The 10-year plan does not have a provision for new coal-fired power plants except those already committed to and under construction. This creates space for the development of renewables to replace coal-fired generation, the ESDM added. But Indonesia will also add 14.7GW of power capacity, primarily coal-fired generation, over the next two years as these projects were announced earlier and are already under construction.
Indonesia had total generation capacity of 73.34GW as of June this year. Of this, 47pc is coal-fired, gas-fired generation at 28pc and hydropower at 9pc. The rest comes from diesel-fired generation, waste-based power units and renewables. The share of renewables was 3pc or 2.21GW.

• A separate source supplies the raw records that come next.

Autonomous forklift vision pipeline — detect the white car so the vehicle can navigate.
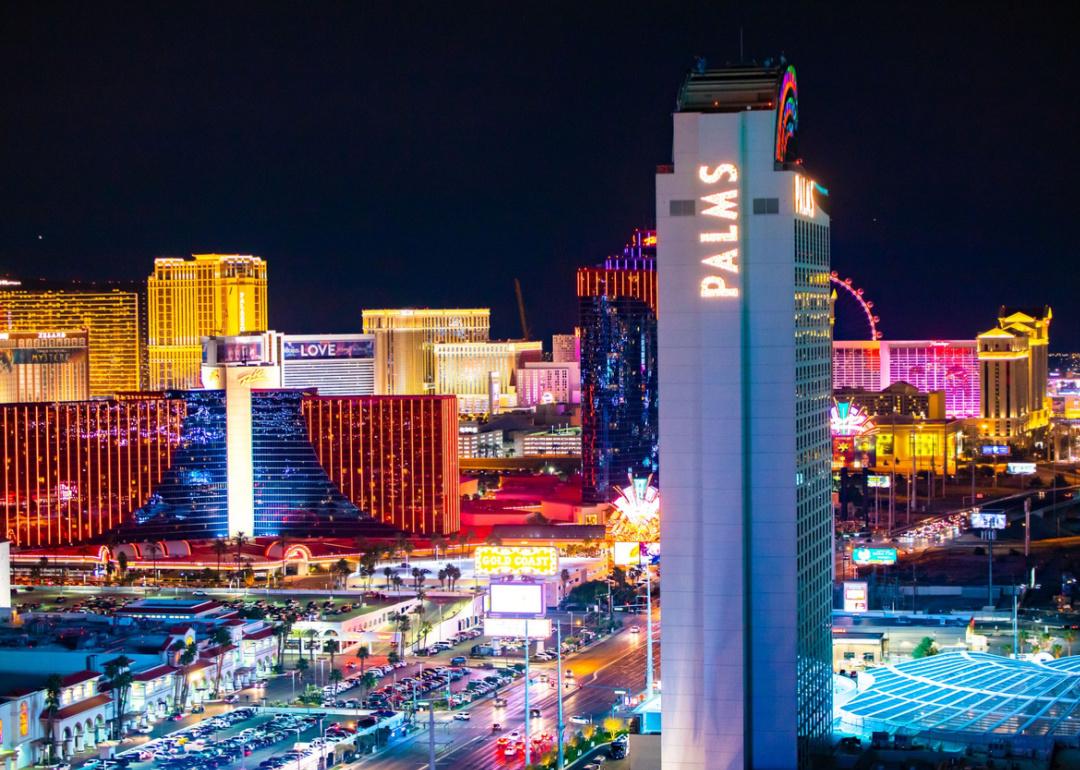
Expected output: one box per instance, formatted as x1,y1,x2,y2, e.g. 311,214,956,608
629,625,641,634
453,712,471,721
569,714,591,725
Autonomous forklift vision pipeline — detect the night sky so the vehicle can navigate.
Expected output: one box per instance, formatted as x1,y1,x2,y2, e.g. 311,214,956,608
2,4,1076,348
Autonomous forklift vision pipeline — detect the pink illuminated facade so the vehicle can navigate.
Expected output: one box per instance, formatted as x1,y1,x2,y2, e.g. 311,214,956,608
833,340,979,418
515,361,581,407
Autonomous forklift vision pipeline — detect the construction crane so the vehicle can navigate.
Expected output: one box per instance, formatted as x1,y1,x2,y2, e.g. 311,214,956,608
514,278,531,341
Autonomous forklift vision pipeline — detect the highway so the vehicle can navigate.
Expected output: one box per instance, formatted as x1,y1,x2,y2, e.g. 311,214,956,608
355,615,655,770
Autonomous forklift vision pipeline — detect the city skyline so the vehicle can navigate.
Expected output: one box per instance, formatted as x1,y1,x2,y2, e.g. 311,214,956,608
1,5,1077,348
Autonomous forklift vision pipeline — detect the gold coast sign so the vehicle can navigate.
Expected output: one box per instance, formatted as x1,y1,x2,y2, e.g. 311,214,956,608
698,163,740,299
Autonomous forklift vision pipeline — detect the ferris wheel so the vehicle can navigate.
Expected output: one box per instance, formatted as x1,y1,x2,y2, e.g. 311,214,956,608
830,271,882,341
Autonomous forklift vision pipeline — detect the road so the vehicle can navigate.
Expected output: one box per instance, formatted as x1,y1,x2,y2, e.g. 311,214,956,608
355,616,655,770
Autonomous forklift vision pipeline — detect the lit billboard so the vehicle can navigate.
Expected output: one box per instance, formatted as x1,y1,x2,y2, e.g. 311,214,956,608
474,546,558,577
1007,462,1036,475
487,582,545,616
613,541,642,566
282,337,374,360
981,445,1011,457
866,474,891,489
971,511,1006,529
217,337,265,364
843,581,869,613
483,617,552,640
851,547,897,566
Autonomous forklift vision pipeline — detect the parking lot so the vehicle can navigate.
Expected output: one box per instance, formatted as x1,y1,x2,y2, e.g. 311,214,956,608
101,707,392,770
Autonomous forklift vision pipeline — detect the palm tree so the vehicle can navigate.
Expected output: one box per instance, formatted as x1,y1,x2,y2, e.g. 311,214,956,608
560,568,571,597
102,655,134,739
44,673,63,764
117,551,129,582
357,645,370,676
232,531,248,583
446,565,461,591
328,669,343,695
210,627,232,697
438,568,448,589
391,612,411,657
296,656,309,678
392,574,404,592
361,671,379,698
419,621,433,651
430,533,447,561
176,642,198,712
1065,629,1076,656
324,638,341,671
212,538,229,583
394,534,408,562
333,559,352,589
1053,643,1065,658
273,624,288,672
305,629,319,664
144,542,163,585
383,566,395,590
387,650,400,668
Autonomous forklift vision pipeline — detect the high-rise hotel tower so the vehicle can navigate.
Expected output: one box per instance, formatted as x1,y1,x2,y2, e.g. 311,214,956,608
148,254,268,389
657,64,833,768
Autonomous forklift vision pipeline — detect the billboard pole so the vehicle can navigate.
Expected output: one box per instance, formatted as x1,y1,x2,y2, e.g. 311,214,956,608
524,617,531,766
645,562,654,697
556,620,565,770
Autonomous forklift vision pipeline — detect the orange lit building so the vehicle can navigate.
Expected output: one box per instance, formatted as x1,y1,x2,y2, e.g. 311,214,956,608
301,395,460,535
0,396,185,546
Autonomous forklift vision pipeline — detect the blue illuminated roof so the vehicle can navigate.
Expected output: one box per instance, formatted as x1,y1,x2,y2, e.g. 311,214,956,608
841,651,1080,739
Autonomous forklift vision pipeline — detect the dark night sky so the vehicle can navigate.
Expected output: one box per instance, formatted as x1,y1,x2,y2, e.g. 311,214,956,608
2,4,1077,348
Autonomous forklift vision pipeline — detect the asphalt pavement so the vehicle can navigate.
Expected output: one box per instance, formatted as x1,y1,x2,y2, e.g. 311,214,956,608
355,615,655,770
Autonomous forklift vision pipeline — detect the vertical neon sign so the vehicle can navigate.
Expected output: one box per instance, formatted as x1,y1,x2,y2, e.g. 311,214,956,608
698,164,740,299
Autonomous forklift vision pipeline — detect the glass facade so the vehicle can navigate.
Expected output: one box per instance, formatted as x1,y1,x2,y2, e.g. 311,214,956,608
252,390,365,535
135,390,230,538
577,230,658,503
794,218,835,758
0,396,185,546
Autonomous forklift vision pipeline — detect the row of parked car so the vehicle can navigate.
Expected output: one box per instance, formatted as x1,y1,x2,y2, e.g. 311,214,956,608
421,626,484,655
320,659,409,706
124,709,318,770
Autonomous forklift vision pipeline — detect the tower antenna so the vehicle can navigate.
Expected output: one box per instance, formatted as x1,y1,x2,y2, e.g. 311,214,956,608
739,26,744,63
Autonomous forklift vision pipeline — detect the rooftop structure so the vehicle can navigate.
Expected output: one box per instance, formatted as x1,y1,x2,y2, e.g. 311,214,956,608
840,652,1080,753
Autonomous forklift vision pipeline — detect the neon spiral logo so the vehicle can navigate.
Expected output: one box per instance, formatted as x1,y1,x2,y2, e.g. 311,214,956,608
775,66,798,164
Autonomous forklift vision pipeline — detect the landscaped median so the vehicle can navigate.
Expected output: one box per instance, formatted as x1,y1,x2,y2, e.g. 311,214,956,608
524,721,630,770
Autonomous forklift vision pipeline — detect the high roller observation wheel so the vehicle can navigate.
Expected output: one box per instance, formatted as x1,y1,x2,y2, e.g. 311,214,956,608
830,272,881,341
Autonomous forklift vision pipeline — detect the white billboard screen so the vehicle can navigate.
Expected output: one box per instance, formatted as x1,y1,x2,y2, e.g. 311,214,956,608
613,541,641,566
1007,462,1036,475
971,511,1006,529
483,617,552,640
843,581,869,613
488,583,544,616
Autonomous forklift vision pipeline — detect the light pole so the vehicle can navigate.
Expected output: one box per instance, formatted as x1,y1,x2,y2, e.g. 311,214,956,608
556,619,565,770
645,564,655,698
428,701,436,770
524,618,531,767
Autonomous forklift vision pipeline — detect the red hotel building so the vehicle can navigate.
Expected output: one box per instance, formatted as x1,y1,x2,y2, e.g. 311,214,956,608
301,394,460,535
0,396,185,546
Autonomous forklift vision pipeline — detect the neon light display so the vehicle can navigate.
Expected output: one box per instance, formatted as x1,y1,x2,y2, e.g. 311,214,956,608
698,163,740,298
830,272,882,340
608,475,660,543
474,545,559,577
775,66,798,164
794,174,815,217
830,400,874,437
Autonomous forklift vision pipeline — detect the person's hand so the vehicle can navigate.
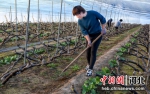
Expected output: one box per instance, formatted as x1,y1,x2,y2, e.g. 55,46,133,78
102,28,107,35
87,41,92,47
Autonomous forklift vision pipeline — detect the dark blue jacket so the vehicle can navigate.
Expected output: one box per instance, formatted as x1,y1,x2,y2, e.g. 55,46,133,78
78,10,106,36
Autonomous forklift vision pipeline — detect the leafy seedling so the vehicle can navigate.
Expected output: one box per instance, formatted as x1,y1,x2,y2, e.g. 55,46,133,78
82,77,100,94
118,47,127,53
125,42,131,48
71,65,80,71
96,67,111,76
108,59,118,68
0,38,3,43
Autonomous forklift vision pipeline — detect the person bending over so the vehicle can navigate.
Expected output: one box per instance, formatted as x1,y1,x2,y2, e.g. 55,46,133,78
72,5,106,76
107,18,113,28
114,19,123,31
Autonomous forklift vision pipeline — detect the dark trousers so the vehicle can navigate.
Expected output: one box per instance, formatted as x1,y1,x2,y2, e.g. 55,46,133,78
107,22,111,27
115,26,118,30
86,33,102,70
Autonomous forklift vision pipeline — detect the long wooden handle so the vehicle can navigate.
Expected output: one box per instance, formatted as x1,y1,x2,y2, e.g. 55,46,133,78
60,33,103,75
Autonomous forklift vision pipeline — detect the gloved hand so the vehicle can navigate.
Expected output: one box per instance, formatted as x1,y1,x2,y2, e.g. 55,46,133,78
101,28,107,35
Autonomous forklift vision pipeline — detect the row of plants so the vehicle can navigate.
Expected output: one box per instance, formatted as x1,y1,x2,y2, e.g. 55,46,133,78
82,61,117,94
0,38,79,67
0,32,53,43
0,40,79,65
0,55,19,66
0,48,46,66
0,24,139,45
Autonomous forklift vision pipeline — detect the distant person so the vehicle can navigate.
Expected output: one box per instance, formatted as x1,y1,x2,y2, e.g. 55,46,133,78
72,5,106,76
107,18,113,28
114,19,123,30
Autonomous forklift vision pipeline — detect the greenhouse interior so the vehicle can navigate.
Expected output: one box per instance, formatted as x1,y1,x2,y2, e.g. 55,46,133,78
0,0,150,94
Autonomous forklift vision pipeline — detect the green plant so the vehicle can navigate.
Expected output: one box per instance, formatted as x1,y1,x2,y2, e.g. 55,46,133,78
29,52,33,55
10,55,18,61
40,33,48,37
118,47,127,53
4,56,12,64
69,39,77,45
118,57,126,61
71,65,80,71
0,55,18,65
60,42,67,46
47,63,58,69
0,83,3,87
134,32,139,36
96,67,111,76
11,37,18,41
82,77,101,94
116,52,123,56
108,59,118,68
29,35,34,38
0,38,3,43
34,48,45,54
40,33,44,37
81,37,85,41
43,33,48,36
0,30,3,33
130,38,136,43
82,67,112,94
124,42,131,48
0,59,5,65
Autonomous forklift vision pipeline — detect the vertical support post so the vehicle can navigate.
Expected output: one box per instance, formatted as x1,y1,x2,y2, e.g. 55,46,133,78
80,0,82,5
92,0,95,10
15,0,18,32
63,2,65,30
56,0,63,55
9,6,12,24
21,12,23,23
51,0,53,33
24,0,31,65
37,0,41,42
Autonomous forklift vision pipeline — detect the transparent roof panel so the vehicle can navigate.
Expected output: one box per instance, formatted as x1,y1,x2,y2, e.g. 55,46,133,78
0,0,149,24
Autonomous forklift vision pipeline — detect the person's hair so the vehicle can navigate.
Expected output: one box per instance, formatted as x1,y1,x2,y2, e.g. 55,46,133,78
120,19,123,22
72,5,86,16
110,18,112,21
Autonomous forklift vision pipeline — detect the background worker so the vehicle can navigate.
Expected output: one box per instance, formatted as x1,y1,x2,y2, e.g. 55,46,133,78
114,19,123,31
107,18,113,28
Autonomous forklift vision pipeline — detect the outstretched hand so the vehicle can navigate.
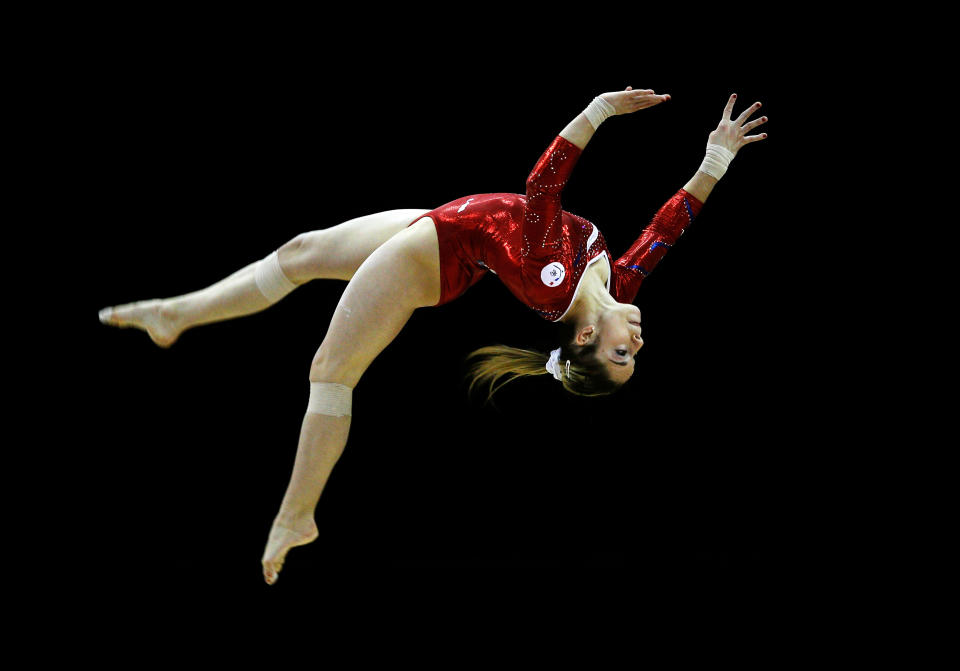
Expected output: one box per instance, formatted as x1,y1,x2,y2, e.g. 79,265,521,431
600,86,670,115
708,94,768,154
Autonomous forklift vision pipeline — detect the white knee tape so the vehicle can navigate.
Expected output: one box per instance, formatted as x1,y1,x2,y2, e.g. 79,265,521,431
307,382,352,417
255,250,296,304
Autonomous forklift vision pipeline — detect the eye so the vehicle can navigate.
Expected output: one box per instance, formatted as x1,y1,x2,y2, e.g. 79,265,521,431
616,349,627,357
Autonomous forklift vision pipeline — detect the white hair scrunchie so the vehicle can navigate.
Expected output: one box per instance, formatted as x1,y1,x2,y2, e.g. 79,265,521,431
546,347,569,381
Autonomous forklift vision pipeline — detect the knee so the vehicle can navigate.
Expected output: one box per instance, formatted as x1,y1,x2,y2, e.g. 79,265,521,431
277,232,329,284
309,349,359,388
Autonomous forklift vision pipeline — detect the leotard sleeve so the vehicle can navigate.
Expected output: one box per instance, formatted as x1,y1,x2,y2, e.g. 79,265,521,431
521,135,583,262
611,189,703,304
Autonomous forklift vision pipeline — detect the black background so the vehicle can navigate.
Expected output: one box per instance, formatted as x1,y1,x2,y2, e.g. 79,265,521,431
71,15,851,603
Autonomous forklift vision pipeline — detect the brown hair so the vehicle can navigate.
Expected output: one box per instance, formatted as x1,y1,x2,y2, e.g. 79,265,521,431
465,323,622,402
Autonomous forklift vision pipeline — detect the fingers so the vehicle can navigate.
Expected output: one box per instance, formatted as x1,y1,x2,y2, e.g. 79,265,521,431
611,88,669,113
742,115,768,132
633,90,669,106
722,93,737,120
724,94,769,145
736,105,768,145
735,101,763,126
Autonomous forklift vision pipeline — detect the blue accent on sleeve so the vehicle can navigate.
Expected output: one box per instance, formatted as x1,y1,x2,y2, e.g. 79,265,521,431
626,265,649,276
649,240,672,251
683,197,695,222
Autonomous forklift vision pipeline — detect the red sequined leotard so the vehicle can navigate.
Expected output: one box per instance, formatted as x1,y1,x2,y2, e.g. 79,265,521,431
411,135,703,320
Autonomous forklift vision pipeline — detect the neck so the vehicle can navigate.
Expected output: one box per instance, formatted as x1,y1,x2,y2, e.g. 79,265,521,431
561,262,617,326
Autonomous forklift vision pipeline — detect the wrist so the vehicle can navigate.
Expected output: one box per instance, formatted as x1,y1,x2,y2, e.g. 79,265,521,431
697,143,736,180
582,96,616,130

Indonesia is the worlds largest thermal coal exporter and shipped 407mn t in 2020 from output of 563mn t.
Jakarta has taken steps to reduce greenhouse gas (GHG) emissions, starting with a ban on new coal-fired power projects from 2023, along with plans to retire ageing coal-fired plants. New tax legislation with a provision for carbon taxation has been submitted to the Peoples Representative Council and has been marked as a priority bill.
Indonesian coal consumption is projected to increase for the next nine years as new generation capacity is brought on line, despite a government drive to reduce GHG emissions, according to PLN.
The increase will come from the under-construction coal-fired power plants. These additional power plants are expected to increase Indonesias annual power sector coal consumption by 36.7pc from now to 156.3mn t by 2030.
But Indonesian coal output could fall by as much as 47pc from 610mn t in 2019 to 322mn t by 2050 under a low-carbon scenario compatible with the 2015 Paris climate agreement target, according to a long-term projection by the UN Framework Convention on Climate Change.